I think it is very possible that Congress will act in 2008, but let me first mention one of the key drivers of this action. Three years ago we talked about states becoming increasingly active in developing their own approaches to reducing emissions because of the failure of the federal government to take action.
There are now three groups of 21 states with legally binding greenhouse gas reduction agreements, representing more than 50 percent of the U.S. population, more than 50 percent of the U.S. economic output, and about 37 percent of U.S. emissions. The number of states has grown each year. This presents a significant problem for businesses that want to reduce emissions. They face the prospect of having to deal with one system in the West, another system in the Midwest, a third one in the Northeast, another one in the states that haven’t taken action, and still another one in Europe. More and more companies want the federal government to resolve the differences under one comprehensive policy.
Here is the case for Congress acting in 2008.
- First, most of the major environmental legislation in the U.S. has passed in the two months before a national election.
- Second, most of the major environmental legislation in the U.S. was signed by Republican presidents who were not necessarily avid environmentalists, but acknowledged political reality.
- Third, the Senate Environment Committee voted out a solid bill introduced by Senators Lieberman (I-CT) and Warner (R-VA), and Senator Reid (D-NV) is signaling that he wants to bring it to a vote.
There is no major bill pending in the House of Representatives. Congressman Dingell (D-MI) and Congressman Boucher (D-VA) have said they will propose legislation.

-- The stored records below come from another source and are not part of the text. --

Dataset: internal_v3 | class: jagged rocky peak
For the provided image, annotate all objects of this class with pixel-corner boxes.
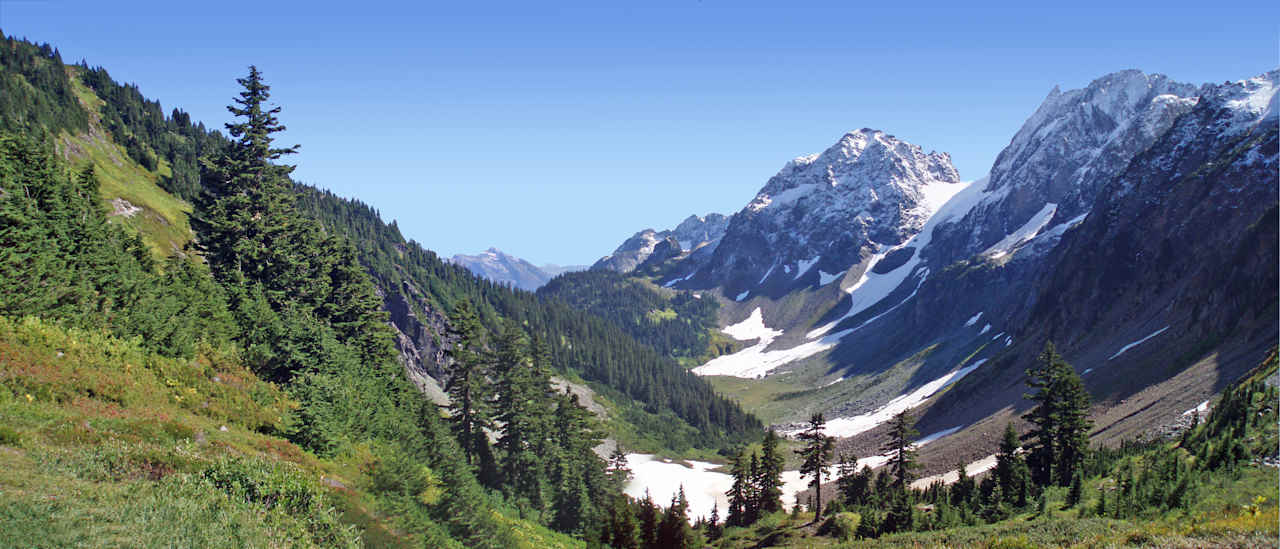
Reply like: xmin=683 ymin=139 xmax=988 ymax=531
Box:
xmin=592 ymin=212 xmax=729 ymax=273
xmin=930 ymin=70 xmax=1205 ymax=262
xmin=691 ymin=129 xmax=961 ymax=292
xmin=750 ymin=128 xmax=960 ymax=233
xmin=671 ymin=213 xmax=729 ymax=251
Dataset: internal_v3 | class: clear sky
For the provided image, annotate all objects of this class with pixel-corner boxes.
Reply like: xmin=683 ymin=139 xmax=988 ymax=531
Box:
xmin=3 ymin=1 xmax=1277 ymax=266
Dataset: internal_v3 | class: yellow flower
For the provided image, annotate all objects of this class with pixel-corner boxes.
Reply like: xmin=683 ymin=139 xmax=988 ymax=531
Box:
xmin=25 ymin=394 xmax=34 ymax=403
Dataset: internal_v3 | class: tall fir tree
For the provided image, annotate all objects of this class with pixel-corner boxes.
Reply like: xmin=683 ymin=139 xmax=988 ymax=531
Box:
xmin=994 ymin=422 xmax=1030 ymax=506
xmin=1022 ymin=342 xmax=1093 ymax=487
xmin=795 ymin=412 xmax=835 ymax=519
xmin=444 ymin=301 xmax=493 ymax=470
xmin=755 ymin=428 xmax=786 ymax=515
xmin=882 ymin=410 xmax=919 ymax=491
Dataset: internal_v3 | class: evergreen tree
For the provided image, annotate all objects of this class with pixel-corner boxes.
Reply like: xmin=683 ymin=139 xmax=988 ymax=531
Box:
xmin=1022 ymin=342 xmax=1093 ymax=487
xmin=882 ymin=410 xmax=919 ymax=491
xmin=726 ymin=449 xmax=751 ymax=527
xmin=638 ymin=490 xmax=659 ymax=549
xmin=657 ymin=487 xmax=692 ymax=549
xmin=994 ymin=422 xmax=1030 ymax=507
xmin=444 ymin=301 xmax=493 ymax=470
xmin=795 ymin=412 xmax=835 ymax=520
xmin=755 ymin=429 xmax=785 ymax=515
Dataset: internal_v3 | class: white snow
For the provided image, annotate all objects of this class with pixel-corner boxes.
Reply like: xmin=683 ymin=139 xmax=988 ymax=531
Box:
xmin=663 ymin=273 xmax=692 ymax=288
xmin=625 ymin=419 xmax=974 ymax=519
xmin=1108 ymin=326 xmax=1170 ymax=360
xmin=624 ymin=454 xmax=732 ymax=522
xmin=983 ymin=203 xmax=1058 ymax=259
xmin=795 ymin=257 xmax=820 ymax=278
xmin=991 ymin=332 xmax=1005 ymax=341
xmin=910 ymin=454 xmax=999 ymax=490
xmin=1082 ymin=368 xmax=1093 ymax=375
xmin=694 ymin=308 xmax=852 ymax=379
xmin=915 ymin=425 xmax=965 ymax=446
xmin=749 ymin=183 xmax=819 ymax=213
xmin=735 ymin=291 xmax=750 ymax=302
xmin=800 ymin=359 xmax=988 ymax=438
xmin=818 ymin=269 xmax=845 ymax=286
xmin=1004 ymin=336 xmax=1013 ymax=347
xmin=758 ymin=264 xmax=776 ymax=285
xmin=1182 ymin=399 xmax=1211 ymax=416
xmin=783 ymin=265 xmax=792 ymax=274
xmin=720 ymin=308 xmax=780 ymax=342
xmin=964 ymin=312 xmax=983 ymax=327
xmin=980 ymin=324 xmax=991 ymax=335
xmin=808 ymin=177 xmax=988 ymax=339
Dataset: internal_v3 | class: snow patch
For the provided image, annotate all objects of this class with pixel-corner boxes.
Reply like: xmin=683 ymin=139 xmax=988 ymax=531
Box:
xmin=964 ymin=312 xmax=983 ymax=327
xmin=624 ymin=454 xmax=731 ymax=523
xmin=1182 ymin=400 xmax=1211 ymax=416
xmin=695 ymin=308 xmax=850 ymax=379
xmin=983 ymin=203 xmax=1058 ymax=259
xmin=799 ymin=359 xmax=988 ymax=438
xmin=808 ymin=177 xmax=988 ymax=339
xmin=818 ymin=269 xmax=845 ymax=286
xmin=735 ymin=291 xmax=749 ymax=302
xmin=980 ymin=324 xmax=991 ymax=335
xmin=1108 ymin=326 xmax=1170 ymax=360
xmin=911 ymin=454 xmax=999 ymax=490
xmin=795 ymin=257 xmax=820 ymax=278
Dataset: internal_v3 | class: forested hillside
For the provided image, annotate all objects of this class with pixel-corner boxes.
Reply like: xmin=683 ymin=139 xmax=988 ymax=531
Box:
xmin=0 ymin=32 xmax=755 ymax=547
xmin=1 ymin=32 xmax=759 ymax=451
xmin=537 ymin=270 xmax=740 ymax=366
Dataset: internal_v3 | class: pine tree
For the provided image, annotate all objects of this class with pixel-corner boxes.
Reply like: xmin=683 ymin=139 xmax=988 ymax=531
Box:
xmin=444 ymin=301 xmax=493 ymax=470
xmin=994 ymin=422 xmax=1030 ymax=507
xmin=638 ymin=490 xmax=659 ymax=549
xmin=1022 ymin=342 xmax=1093 ymax=487
xmin=726 ymin=449 xmax=751 ymax=527
xmin=755 ymin=428 xmax=785 ymax=515
xmin=795 ymin=412 xmax=835 ymax=520
xmin=882 ymin=410 xmax=919 ymax=491
xmin=657 ymin=487 xmax=692 ymax=549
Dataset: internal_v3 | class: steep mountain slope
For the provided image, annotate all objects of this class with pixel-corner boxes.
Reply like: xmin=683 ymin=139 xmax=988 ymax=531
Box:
xmin=449 ymin=247 xmax=560 ymax=291
xmin=682 ymin=129 xmax=962 ymax=299
xmin=592 ymin=69 xmax=1279 ymax=478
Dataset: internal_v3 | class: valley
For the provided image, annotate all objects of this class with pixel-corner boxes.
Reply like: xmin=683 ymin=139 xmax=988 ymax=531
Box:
xmin=0 ymin=14 xmax=1277 ymax=548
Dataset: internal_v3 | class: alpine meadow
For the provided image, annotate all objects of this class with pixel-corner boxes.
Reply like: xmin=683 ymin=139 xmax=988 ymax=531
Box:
xmin=0 ymin=5 xmax=1278 ymax=548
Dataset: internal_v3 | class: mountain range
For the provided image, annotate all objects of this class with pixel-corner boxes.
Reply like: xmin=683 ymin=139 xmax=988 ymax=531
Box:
xmin=595 ymin=68 xmax=1278 ymax=470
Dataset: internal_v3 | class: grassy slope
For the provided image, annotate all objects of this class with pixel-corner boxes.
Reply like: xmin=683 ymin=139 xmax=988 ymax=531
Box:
xmin=0 ymin=316 xmax=581 ymax=548
xmin=54 ymin=66 xmax=194 ymax=259
xmin=709 ymin=467 xmax=1277 ymax=549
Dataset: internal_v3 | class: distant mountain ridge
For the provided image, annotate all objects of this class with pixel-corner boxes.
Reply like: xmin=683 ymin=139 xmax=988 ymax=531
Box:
xmin=448 ymin=247 xmax=583 ymax=291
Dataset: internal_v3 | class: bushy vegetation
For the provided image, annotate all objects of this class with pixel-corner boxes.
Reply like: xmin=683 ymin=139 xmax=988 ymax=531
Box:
xmin=538 ymin=270 xmax=723 ymax=362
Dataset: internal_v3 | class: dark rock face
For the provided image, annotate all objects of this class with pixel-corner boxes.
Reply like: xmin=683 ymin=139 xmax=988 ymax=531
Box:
xmin=685 ymin=129 xmax=961 ymax=296
xmin=382 ymin=279 xmax=451 ymax=388
xmin=927 ymin=71 xmax=1203 ymax=265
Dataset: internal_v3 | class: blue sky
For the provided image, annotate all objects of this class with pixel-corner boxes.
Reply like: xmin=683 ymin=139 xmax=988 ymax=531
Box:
xmin=3 ymin=1 xmax=1277 ymax=265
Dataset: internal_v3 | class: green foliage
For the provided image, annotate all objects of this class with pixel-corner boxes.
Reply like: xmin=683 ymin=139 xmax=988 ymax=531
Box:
xmin=795 ymin=412 xmax=835 ymax=519
xmin=0 ymin=35 xmax=89 ymax=139
xmin=1022 ymin=341 xmax=1092 ymax=487
xmin=296 ymin=186 xmax=762 ymax=450
xmin=537 ymin=270 xmax=721 ymax=360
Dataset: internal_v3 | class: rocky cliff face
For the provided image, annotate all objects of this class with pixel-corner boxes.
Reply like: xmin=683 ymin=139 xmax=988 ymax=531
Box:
xmin=683 ymin=129 xmax=962 ymax=297
xmin=927 ymin=70 xmax=1204 ymax=265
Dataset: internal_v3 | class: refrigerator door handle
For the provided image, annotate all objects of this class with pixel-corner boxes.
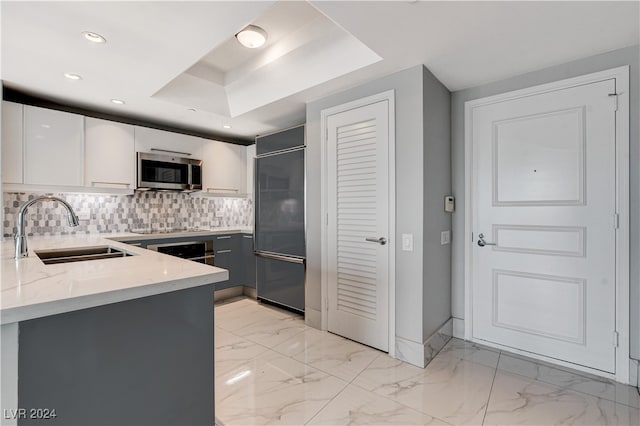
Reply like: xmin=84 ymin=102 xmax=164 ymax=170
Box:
xmin=255 ymin=251 xmax=305 ymax=265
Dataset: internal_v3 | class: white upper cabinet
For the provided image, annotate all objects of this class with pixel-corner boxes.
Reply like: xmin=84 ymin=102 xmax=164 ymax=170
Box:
xmin=85 ymin=117 xmax=135 ymax=189
xmin=202 ymin=140 xmax=247 ymax=195
xmin=2 ymin=101 xmax=24 ymax=184
xmin=134 ymin=126 xmax=203 ymax=159
xmin=246 ymin=144 xmax=256 ymax=196
xmin=24 ymin=106 xmax=84 ymax=186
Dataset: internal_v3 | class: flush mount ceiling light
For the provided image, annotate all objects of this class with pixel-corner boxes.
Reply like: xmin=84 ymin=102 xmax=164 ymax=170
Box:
xmin=235 ymin=25 xmax=267 ymax=49
xmin=82 ymin=31 xmax=106 ymax=43
xmin=110 ymin=99 xmax=125 ymax=105
xmin=223 ymin=125 xmax=232 ymax=129
xmin=64 ymin=73 xmax=82 ymax=80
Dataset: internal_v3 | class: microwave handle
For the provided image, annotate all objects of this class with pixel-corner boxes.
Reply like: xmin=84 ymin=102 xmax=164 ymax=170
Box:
xmin=150 ymin=148 xmax=192 ymax=156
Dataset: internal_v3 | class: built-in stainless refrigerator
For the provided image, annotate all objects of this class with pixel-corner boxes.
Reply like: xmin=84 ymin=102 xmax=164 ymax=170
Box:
xmin=254 ymin=125 xmax=305 ymax=313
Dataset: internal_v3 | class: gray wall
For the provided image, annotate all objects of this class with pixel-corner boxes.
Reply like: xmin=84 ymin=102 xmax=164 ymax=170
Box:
xmin=422 ymin=67 xmax=452 ymax=340
xmin=306 ymin=65 xmax=426 ymax=344
xmin=306 ymin=65 xmax=452 ymax=350
xmin=450 ymin=45 xmax=640 ymax=359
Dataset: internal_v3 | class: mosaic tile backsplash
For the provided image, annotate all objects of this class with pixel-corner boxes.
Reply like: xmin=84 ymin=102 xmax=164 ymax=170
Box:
xmin=3 ymin=192 xmax=253 ymax=238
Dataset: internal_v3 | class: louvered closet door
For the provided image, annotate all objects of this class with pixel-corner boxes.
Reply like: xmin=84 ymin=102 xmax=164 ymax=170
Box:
xmin=327 ymin=100 xmax=389 ymax=351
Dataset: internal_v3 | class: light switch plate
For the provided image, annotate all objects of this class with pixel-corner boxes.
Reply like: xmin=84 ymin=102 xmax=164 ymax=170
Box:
xmin=441 ymin=230 xmax=451 ymax=245
xmin=402 ymin=233 xmax=413 ymax=251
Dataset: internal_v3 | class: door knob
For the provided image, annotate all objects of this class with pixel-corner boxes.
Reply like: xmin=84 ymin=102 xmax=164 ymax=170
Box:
xmin=477 ymin=233 xmax=496 ymax=247
xmin=365 ymin=237 xmax=387 ymax=245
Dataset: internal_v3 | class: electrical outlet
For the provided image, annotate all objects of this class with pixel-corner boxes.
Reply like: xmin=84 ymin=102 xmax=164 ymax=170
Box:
xmin=402 ymin=233 xmax=413 ymax=251
xmin=441 ymin=230 xmax=451 ymax=245
xmin=77 ymin=209 xmax=91 ymax=221
xmin=215 ymin=211 xmax=225 ymax=218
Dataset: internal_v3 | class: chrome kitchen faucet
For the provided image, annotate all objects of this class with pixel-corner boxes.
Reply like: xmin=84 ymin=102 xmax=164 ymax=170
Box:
xmin=15 ymin=196 xmax=80 ymax=258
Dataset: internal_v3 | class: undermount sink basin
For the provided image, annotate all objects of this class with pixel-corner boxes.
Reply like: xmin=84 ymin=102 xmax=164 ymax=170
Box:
xmin=35 ymin=246 xmax=133 ymax=265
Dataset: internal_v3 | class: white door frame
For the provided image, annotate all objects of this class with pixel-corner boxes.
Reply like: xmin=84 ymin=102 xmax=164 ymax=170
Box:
xmin=464 ymin=66 xmax=630 ymax=383
xmin=320 ymin=90 xmax=396 ymax=357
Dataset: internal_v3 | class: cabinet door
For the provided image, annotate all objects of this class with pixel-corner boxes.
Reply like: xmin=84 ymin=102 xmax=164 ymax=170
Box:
xmin=214 ymin=234 xmax=240 ymax=290
xmin=85 ymin=118 xmax=135 ymax=189
xmin=134 ymin=126 xmax=203 ymax=159
xmin=24 ymin=106 xmax=84 ymax=186
xmin=242 ymin=234 xmax=256 ymax=288
xmin=202 ymin=140 xmax=247 ymax=194
xmin=246 ymin=144 xmax=256 ymax=196
xmin=2 ymin=101 xmax=23 ymax=183
xmin=256 ymin=125 xmax=304 ymax=155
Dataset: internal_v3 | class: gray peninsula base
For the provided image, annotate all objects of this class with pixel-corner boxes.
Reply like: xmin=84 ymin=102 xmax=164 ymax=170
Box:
xmin=17 ymin=284 xmax=215 ymax=426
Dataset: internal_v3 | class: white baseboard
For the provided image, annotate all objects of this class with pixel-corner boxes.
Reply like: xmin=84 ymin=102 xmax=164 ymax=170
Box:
xmin=395 ymin=318 xmax=453 ymax=368
xmin=424 ymin=318 xmax=453 ymax=365
xmin=630 ymin=358 xmax=639 ymax=387
xmin=453 ymin=317 xmax=465 ymax=338
xmin=305 ymin=307 xmax=322 ymax=330
xmin=395 ymin=336 xmax=425 ymax=367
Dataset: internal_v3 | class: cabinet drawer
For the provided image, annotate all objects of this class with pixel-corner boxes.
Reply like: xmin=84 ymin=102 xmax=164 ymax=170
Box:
xmin=213 ymin=234 xmax=237 ymax=250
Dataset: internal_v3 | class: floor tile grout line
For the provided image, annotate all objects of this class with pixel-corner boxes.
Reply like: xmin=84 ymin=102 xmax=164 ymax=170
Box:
xmin=304 ymin=351 xmax=401 ymax=425
xmin=481 ymin=351 xmax=501 ymax=425
xmin=302 ymin=377 xmax=351 ymax=425
xmin=492 ymin=361 xmax=640 ymax=410
xmin=495 ymin=367 xmax=640 ymax=411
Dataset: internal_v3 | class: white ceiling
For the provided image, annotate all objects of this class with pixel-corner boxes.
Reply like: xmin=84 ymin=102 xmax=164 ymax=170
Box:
xmin=1 ymin=1 xmax=638 ymax=142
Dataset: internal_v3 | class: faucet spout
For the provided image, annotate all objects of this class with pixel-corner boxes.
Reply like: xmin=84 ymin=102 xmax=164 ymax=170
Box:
xmin=14 ymin=196 xmax=80 ymax=258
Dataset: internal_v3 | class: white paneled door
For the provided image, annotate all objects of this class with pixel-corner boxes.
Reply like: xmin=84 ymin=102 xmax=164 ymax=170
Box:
xmin=326 ymin=100 xmax=390 ymax=351
xmin=471 ymin=79 xmax=618 ymax=372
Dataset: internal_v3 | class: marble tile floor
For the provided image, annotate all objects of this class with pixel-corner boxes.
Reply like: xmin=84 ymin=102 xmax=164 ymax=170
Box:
xmin=214 ymin=298 xmax=640 ymax=425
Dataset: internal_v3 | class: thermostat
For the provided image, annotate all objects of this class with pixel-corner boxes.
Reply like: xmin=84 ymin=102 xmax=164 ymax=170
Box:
xmin=444 ymin=196 xmax=455 ymax=213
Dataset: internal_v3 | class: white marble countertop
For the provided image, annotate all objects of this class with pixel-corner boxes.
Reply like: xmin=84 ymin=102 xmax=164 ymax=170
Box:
xmin=113 ymin=227 xmax=253 ymax=242
xmin=0 ymin=232 xmax=231 ymax=325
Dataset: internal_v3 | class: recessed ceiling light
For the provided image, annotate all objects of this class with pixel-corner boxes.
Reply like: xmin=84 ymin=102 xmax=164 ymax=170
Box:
xmin=82 ymin=31 xmax=106 ymax=43
xmin=223 ymin=125 xmax=232 ymax=129
xmin=64 ymin=73 xmax=82 ymax=80
xmin=235 ymin=25 xmax=267 ymax=49
xmin=110 ymin=99 xmax=125 ymax=105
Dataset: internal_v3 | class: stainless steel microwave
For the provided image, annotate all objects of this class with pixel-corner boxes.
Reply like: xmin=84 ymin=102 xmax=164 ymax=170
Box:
xmin=137 ymin=152 xmax=202 ymax=191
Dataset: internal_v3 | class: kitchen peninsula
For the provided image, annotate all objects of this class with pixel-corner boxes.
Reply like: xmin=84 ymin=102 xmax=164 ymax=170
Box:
xmin=1 ymin=234 xmax=227 ymax=426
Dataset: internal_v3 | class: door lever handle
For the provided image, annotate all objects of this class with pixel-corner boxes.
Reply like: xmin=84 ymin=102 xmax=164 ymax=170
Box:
xmin=365 ymin=237 xmax=387 ymax=245
xmin=477 ymin=233 xmax=496 ymax=247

If they start early in 2008 to outline the key elements of a bill, that will signal an intention to bring something before the Congress by the end of 2008. If their pace is relatively relaxed, they will be acknowledging there is no possibility of getting action on the floor of the House and then through a conference committee process to put a bill before the President this year.
If Congress passed a global warming bill in the summer and sent it to President Bush, I believe he would sign it. He would do so in part because of the politics of the presidential election and in part to cement his own legacy. I don’t think he will face this test. Despite what may or may not happen in 2008, the groundwork is being laid for 2009.